The US military has halted the training of some members of the Afghan Local Police force for at least a month following a string of attacks on international forces by men in Afghan National Security Force uniforms.
Sunday’s announcement would affect about 1,000 new recruits to the ALP, a US-sponsored police force recruited to fight the Taliban and other armed groups in remote areas of the countryside in the Central Asian nation.
“The training of the ALP [Afghan Local Police] recruits has been paused while we go through this re-vetting process, to take a look at this process to see if there’s anything that we can improve,” Lieutenant Colonel John Harrell, a spokesman for US special operations forces in Afghanistan, said. “It may take a month, it may take two months, we don’t know.”
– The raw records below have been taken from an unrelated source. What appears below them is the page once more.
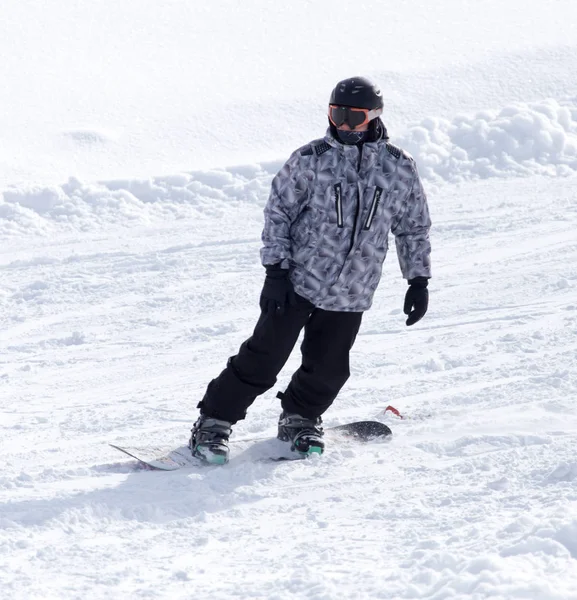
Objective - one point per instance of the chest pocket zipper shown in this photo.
(374, 206)
(339, 204)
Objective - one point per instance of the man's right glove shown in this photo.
(278, 292)
(416, 299)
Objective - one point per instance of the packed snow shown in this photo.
(139, 143)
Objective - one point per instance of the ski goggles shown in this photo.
(353, 117)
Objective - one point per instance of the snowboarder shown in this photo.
(325, 238)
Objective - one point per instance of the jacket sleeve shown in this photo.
(411, 230)
(289, 191)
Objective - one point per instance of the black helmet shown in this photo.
(357, 92)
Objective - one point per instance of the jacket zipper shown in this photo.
(374, 206)
(358, 209)
(339, 205)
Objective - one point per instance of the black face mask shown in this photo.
(352, 137)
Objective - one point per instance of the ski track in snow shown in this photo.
(108, 337)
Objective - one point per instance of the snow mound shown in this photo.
(79, 206)
(521, 139)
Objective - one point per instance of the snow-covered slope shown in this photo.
(138, 145)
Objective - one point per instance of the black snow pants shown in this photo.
(328, 339)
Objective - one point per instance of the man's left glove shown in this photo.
(416, 299)
(278, 292)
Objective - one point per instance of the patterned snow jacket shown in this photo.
(329, 215)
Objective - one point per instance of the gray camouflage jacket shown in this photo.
(329, 215)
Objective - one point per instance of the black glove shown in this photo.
(278, 292)
(416, 299)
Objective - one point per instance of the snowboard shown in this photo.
(273, 449)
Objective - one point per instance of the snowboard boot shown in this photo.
(305, 435)
(209, 440)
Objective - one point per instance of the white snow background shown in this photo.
(138, 139)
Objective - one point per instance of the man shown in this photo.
(325, 238)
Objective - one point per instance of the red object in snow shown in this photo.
(394, 411)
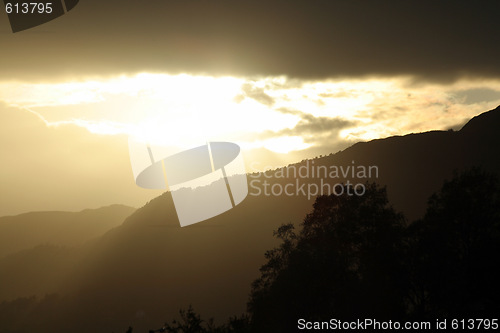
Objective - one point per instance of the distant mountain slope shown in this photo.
(58, 228)
(143, 271)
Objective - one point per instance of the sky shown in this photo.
(286, 80)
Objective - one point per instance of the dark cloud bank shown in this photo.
(435, 40)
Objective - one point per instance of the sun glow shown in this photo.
(276, 113)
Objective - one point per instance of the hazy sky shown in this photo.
(310, 77)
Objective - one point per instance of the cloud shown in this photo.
(477, 95)
(256, 93)
(430, 40)
(314, 130)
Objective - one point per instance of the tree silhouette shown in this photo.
(456, 246)
(346, 261)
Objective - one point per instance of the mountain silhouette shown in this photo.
(58, 228)
(143, 271)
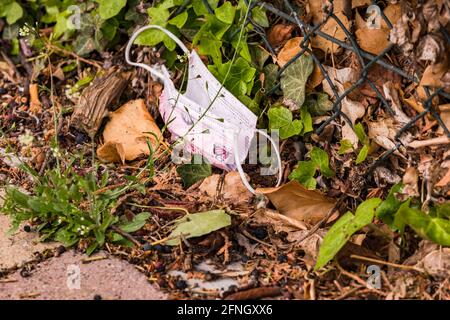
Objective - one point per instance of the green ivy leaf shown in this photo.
(281, 118)
(431, 228)
(226, 12)
(200, 8)
(110, 8)
(293, 79)
(304, 173)
(199, 224)
(362, 155)
(192, 172)
(306, 118)
(344, 228)
(320, 158)
(137, 223)
(240, 77)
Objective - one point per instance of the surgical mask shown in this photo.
(211, 120)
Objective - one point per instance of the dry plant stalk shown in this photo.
(97, 99)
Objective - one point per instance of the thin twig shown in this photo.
(126, 235)
(74, 55)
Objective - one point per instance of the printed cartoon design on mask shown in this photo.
(207, 117)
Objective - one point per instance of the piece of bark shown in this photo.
(97, 100)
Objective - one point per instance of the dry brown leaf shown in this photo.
(331, 28)
(35, 103)
(413, 103)
(445, 181)
(297, 202)
(411, 182)
(315, 7)
(353, 109)
(445, 116)
(393, 12)
(372, 40)
(279, 33)
(391, 94)
(432, 75)
(232, 189)
(383, 132)
(126, 134)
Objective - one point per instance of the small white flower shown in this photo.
(24, 31)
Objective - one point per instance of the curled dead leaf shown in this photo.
(279, 33)
(289, 50)
(297, 202)
(125, 135)
(372, 40)
(433, 76)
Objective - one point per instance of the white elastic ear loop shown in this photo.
(153, 71)
(239, 166)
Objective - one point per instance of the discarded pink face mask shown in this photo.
(209, 119)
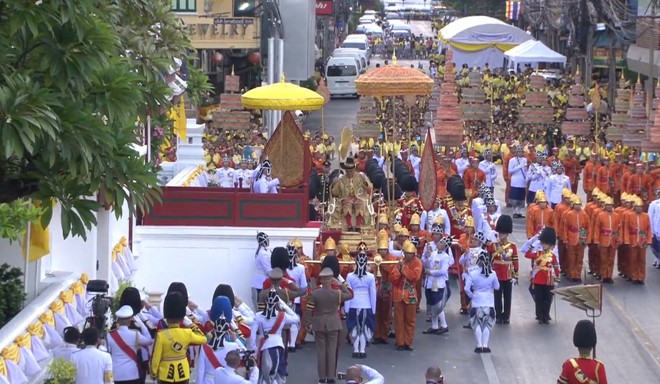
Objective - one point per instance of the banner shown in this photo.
(513, 9)
(427, 175)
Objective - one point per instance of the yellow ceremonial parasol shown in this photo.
(282, 96)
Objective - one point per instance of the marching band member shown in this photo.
(212, 355)
(545, 272)
(606, 234)
(297, 273)
(361, 308)
(436, 261)
(505, 265)
(384, 291)
(262, 267)
(270, 348)
(404, 276)
(480, 285)
(169, 363)
(539, 215)
(428, 218)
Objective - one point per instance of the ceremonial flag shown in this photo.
(513, 10)
(427, 175)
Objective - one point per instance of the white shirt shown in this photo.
(428, 218)
(462, 163)
(65, 351)
(481, 289)
(297, 274)
(372, 376)
(554, 186)
(364, 292)
(125, 368)
(262, 268)
(538, 174)
(264, 185)
(205, 370)
(262, 325)
(246, 175)
(491, 172)
(654, 216)
(225, 177)
(228, 375)
(437, 265)
(92, 366)
(518, 172)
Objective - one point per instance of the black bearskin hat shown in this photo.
(279, 258)
(131, 297)
(504, 224)
(181, 288)
(456, 188)
(224, 290)
(584, 335)
(408, 184)
(174, 306)
(331, 262)
(548, 236)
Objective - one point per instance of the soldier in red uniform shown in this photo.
(584, 369)
(409, 203)
(505, 264)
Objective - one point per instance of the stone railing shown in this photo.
(27, 339)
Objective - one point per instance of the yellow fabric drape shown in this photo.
(36, 329)
(24, 340)
(57, 306)
(39, 240)
(3, 368)
(178, 115)
(479, 47)
(77, 288)
(12, 353)
(47, 318)
(66, 296)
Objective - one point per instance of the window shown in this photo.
(342, 70)
(244, 8)
(184, 5)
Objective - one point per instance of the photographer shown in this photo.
(229, 374)
(354, 375)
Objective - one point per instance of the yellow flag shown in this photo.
(39, 242)
(178, 115)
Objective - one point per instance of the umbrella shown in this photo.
(282, 96)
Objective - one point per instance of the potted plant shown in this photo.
(61, 371)
(12, 293)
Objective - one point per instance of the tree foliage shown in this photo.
(77, 79)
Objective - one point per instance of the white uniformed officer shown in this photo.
(92, 366)
(243, 176)
(225, 175)
(123, 344)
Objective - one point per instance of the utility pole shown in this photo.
(650, 83)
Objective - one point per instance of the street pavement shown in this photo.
(523, 352)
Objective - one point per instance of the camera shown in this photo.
(248, 358)
(101, 304)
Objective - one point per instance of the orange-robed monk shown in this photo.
(606, 233)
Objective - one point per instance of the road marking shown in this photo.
(490, 368)
(636, 328)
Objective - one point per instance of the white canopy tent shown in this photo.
(533, 52)
(477, 40)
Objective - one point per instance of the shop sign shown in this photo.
(324, 8)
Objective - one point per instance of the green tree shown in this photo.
(77, 79)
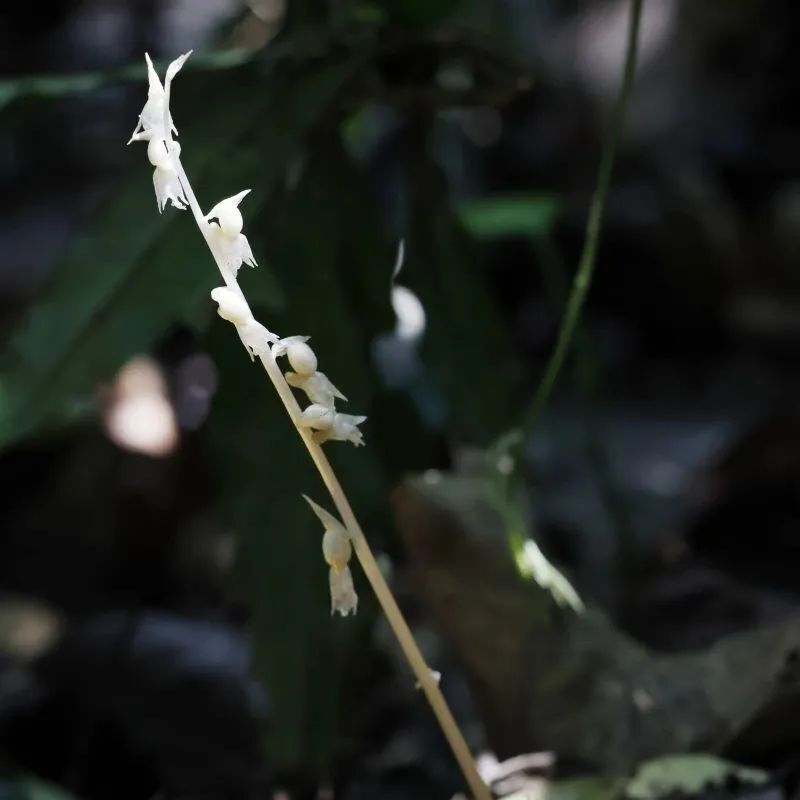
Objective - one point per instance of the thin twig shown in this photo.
(583, 276)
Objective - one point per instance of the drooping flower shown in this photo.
(225, 233)
(166, 182)
(281, 347)
(233, 308)
(317, 386)
(156, 127)
(155, 120)
(343, 429)
(343, 594)
(337, 550)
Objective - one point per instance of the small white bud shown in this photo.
(282, 345)
(230, 221)
(317, 387)
(168, 187)
(157, 152)
(318, 417)
(232, 306)
(336, 548)
(255, 337)
(227, 214)
(343, 594)
(302, 358)
(343, 429)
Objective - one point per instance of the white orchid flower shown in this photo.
(225, 232)
(343, 429)
(155, 121)
(343, 594)
(317, 386)
(317, 417)
(233, 308)
(156, 127)
(337, 551)
(166, 182)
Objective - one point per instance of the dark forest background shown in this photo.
(164, 611)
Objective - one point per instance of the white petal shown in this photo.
(256, 338)
(336, 548)
(232, 306)
(227, 202)
(168, 188)
(329, 522)
(244, 252)
(317, 417)
(175, 66)
(317, 387)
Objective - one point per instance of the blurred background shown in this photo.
(621, 586)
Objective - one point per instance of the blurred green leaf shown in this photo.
(688, 775)
(137, 272)
(509, 215)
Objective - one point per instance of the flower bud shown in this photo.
(232, 306)
(230, 221)
(336, 548)
(343, 594)
(302, 358)
(227, 214)
(318, 417)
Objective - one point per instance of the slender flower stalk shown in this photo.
(233, 307)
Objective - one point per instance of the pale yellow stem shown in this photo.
(362, 549)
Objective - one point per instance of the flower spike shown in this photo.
(224, 223)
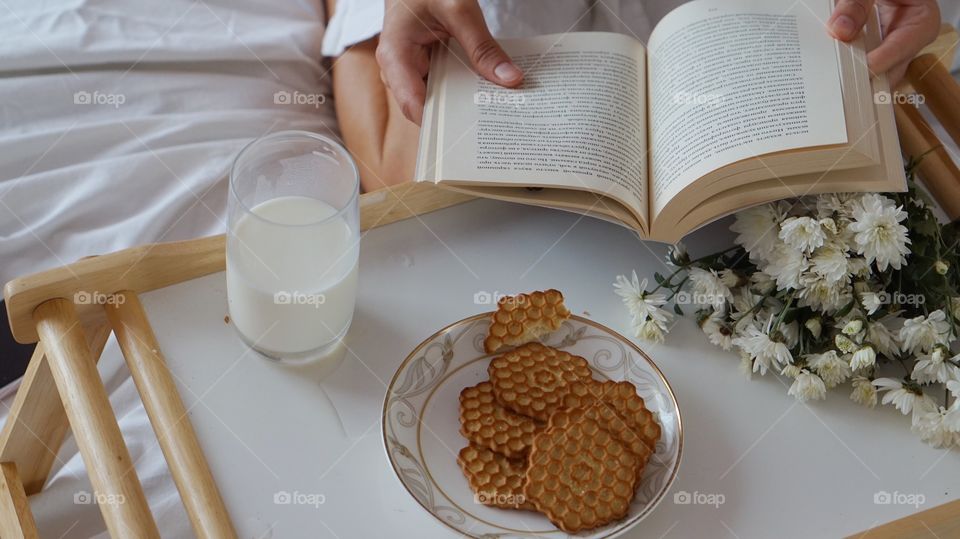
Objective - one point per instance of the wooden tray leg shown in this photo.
(37, 423)
(16, 519)
(157, 389)
(94, 426)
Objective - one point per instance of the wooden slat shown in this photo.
(940, 91)
(168, 416)
(16, 518)
(940, 521)
(936, 169)
(37, 423)
(149, 267)
(115, 483)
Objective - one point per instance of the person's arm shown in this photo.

There have been 34 friendly fire attacks this year – at least 15 in August alone – that have killed 45 international troops.
The increase in insider attacks comes ahead of an October 2012 deadline to bring the ANSF to a 352,000-strong force and as Afghan forces have taken security responsibility for nearly 75 per cent of the country’s populated areas.
The International Security Assistance Force (ISAF) has promised to hand over full responsibility for the country’s security to Afghans by the end of 2014.
US and Afghan leaders fear the rise in attacks indicates that the Taliban has infiltrated the ranks of the military and police, while other analysts say deep grievances against the presence of foreign forces could be motivating police and others to attack their erstwhile allies.
Afghan Local Police forces that have already been trained will continue to operate, and the government will continue to recruit new members, Harrell said.
Colonel Tom Collins, a spokesman for ISAF, also said there was no set date for the training of the local police to resume.
“It will continue. It is not ended at all. After the 15th of September we restart,” Brigadier General Sayed Karim said.
At 16,000-strong, the Afghan Local Police have been accused of corruption and violence towards civilians.
The most recent insider attack took place last week when an Afghan army soldier turned his gun on Australian soldiers in southern Uruzgan province, killing three.
Nabi Misdaq, a veteran Afghan journalist, told Al Jazeera that the local police had mostly been drawn from the militias of influential warlords, and that the recruitment policy needed to be revised for both the police and the army.
“They have recruited the militias who have served their own warlords. Now when the Karzai government came, those warlords became ministers, they became ambassadors. They are still governors … so they shoved all those militias into the army,” he said.
“A lot of these people who are in the local police or the so-called national army, they know that the NATO and US forces will not be there forever. So they’ve got to make arrangements with the armed opposition … [because] they have to face them one day [when the foreign forces leave].
“I don’t think the recruitment was done on the right footing. The best thing for them to do now is … to trim this force of 350,000 to around 100,000 … at the moment there are lots of undesirable elements within the army and the police.”
Over the weekend, NATO and the office of Hamid Karzai, the Afghan president, presented two separate accounts of an operation carried out by Afghan and Australian troops to catch fighters responsible for a shooting in Uruzgan province.
In the attack, an Afghan soldier opened fire on Australian soldiers, killing three and wounding two, according to the Australian military. He later fled.
In a statement issued late Saturday, Karzai’s office condemned an operation by international troops to go after the shooter, describing it as unilateral and saying it resulted in the deaths of a 70-year-old man and his 30-year-old son.
Karzai’s office said the operation took place without the coordination or approval of provincial authorities and violated an agreement that calls on Afghan troops to lead night raids.
NATO responded by saying that Afghan officials approved and supported the strike.
Prior to the two most recent attacks, coalition authorities said they believed that 25 per cent of this year’s attacks had confirmed or suspected links to the Taliban, which sometimes has infiltrated the ranks of the Afghan army and police and in other cases is believed to have coerced or otherwise persuaded legitimate members of the Afghan forces to turn on their coalition partners.